Изменить размер шрифта - +
На самом же деле заявить о своей власти мне удается разве что по отношению к камину. Благодаря искусству, с каким жена проводит в жизнь принцип, согласно которому определенные сферы по праву подпадают исключительно под женскую юрисдикцию, я, как человек по природе уступчивый, время от времени внезапно обнаруживаю, что незаметно лишаюсь то одной, то другой из своих мужских прерогатив. В воображении мне представляется, что я блуждаю по своим угодьям этаким праздным, неприкаянным, беспечным, не знающим никаких забот королем Лиром. И только какое-нибудь случайное обстоятельство неожиданно раскрывает мне глаза на то, чьей власти я подчинен. Однажды, в позапрошлом году, я увидел на хозяйственном дворе груды неведомо откуда взявшихся бревен и досок: явление это показалось мне странным и заставило всерьез поломать голову.

— Жена, — полюбопытствовал я, — что это за бревна и доски вон там, поблизости от фруктового сада? Не знаешь ли ты, чьи они? Кто их там сбросил? Меня не слишком радует, когда соседи вот так распоряжаются чужой землей — не лучше ли было бы сначала все-таки спросить разрешения?

Жена окинула меня сожалеющим взглядом.

— Вот так так, старик! Да разве тебе не известно, что я строю новый сарай? Ты что, не слыхал об этом?

Такова эта бедная старая дама, не устающая обвинять меня в самом жестоком над ней тиранстве!

Но вернемся к камину. Уверившись в том, что, пока существует данное препятствие, надежды на сооружение холла несбыточны, жена одно время носилась с несколько видоизмененным проектом, в деталях которого я так и не сумел толком разобраться. Насколько могу судить, речь шла о некоем сводчатом проходе — извилистом туннеле сквозь камин: начинаясь прямо под лестницей и старательно избегая опасного соседства с очагами, а пуще всего сторонясь главного дымохода, этот туннель должен был вести бесстрашного путешественника от парадной двери до самой столовой, расположенной в задней части дома. Иначе как гениальным план этот назвать нельзя: столь же гениален был замысел Нерона, задумавшего прорыть грандиозный канал через Коринфский перешеек.

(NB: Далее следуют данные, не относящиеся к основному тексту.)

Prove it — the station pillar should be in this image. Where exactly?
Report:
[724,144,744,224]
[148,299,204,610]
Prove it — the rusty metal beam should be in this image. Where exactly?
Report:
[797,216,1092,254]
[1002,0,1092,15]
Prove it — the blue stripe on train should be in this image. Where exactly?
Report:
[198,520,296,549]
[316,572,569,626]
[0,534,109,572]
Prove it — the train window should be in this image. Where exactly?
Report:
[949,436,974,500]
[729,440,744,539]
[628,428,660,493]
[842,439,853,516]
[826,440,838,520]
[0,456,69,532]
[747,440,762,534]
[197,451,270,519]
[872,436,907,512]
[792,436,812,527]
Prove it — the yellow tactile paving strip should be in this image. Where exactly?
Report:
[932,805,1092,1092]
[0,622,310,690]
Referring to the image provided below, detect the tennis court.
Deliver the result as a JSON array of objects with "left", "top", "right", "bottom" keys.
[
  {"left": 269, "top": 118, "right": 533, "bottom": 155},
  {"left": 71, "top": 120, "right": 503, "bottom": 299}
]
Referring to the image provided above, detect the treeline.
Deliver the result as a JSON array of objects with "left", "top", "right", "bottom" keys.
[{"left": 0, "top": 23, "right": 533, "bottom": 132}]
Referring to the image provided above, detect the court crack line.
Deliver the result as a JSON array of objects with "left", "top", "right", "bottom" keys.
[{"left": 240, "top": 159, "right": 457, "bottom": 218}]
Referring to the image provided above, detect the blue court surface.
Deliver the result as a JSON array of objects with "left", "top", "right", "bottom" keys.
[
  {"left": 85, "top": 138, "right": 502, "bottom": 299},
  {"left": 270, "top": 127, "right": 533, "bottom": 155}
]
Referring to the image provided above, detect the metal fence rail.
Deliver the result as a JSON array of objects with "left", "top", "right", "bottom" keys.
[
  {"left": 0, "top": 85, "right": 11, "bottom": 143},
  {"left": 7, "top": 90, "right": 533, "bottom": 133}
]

Боюсь подтвердить это под присягой, но, будь данный проект осуществлен, в отдаленном будущем какому-нибудь Бельцони с помощью светильников, развешанных на должном расстоянии, вероятно, удалось бы пробраться через кирпичную толщу и переступить порог столовой, где не предложить ему трапезы для скорейшего восстановления сил было бы вопиющим попранием законов гостеприимства.

Однако моя неугомонная супруга не прекращала критических нападок, причем ее планы переустройства не ограничивались нижним этажом, нет, тщеславные ее устремления шли по восходящей. Со своими проектами она поднялась на верхний этаж — вплоть до самого чердака. Для ее недовольства существующим положением вещей некоторые основания, надо признать, все же имелись. Дело в том, что помимо упомянутой выше маленькой галереи другого прохода наверх у нас нет. Причину всех неудобств моя супруга усматривала в камине, который, с присущей ей энергичностью, она презрительно почитала захватчиком. По всем четырем сторонам камина к нему лепились комнаты, с тем чтобы обзавестись своим собственным очагом. Камин не шел к ним — и они сами должны были идти к нему. В результате почти любая из комнат, подобно философской системе, сама по себе была лишь введением, переходом к другим комнатам и анфиладам, представлявшим собой, по сути, целую череду введений. Идущий по дому — как ему казалось, к определенной цели — обнаруживал, что достигнуть ее не в состоянии. Подобным же образом сбиваются с дороги в лесу: путешественник мог снова и снова обходить камин, возвращаться к исходной точке, начинать путь заново — и опять оказываться на прежнем месте. Поистине (говорю это вовсе не из стремления возвести хулу) на свете еще не было жилища, столь похожего на лабиринт. Бывало, гости оставались у меня не на одну неделю, и тем не менее то и дело с изумлением натыкались на какую-нибудь комнату, о существовании которой ранее даже не подозревали.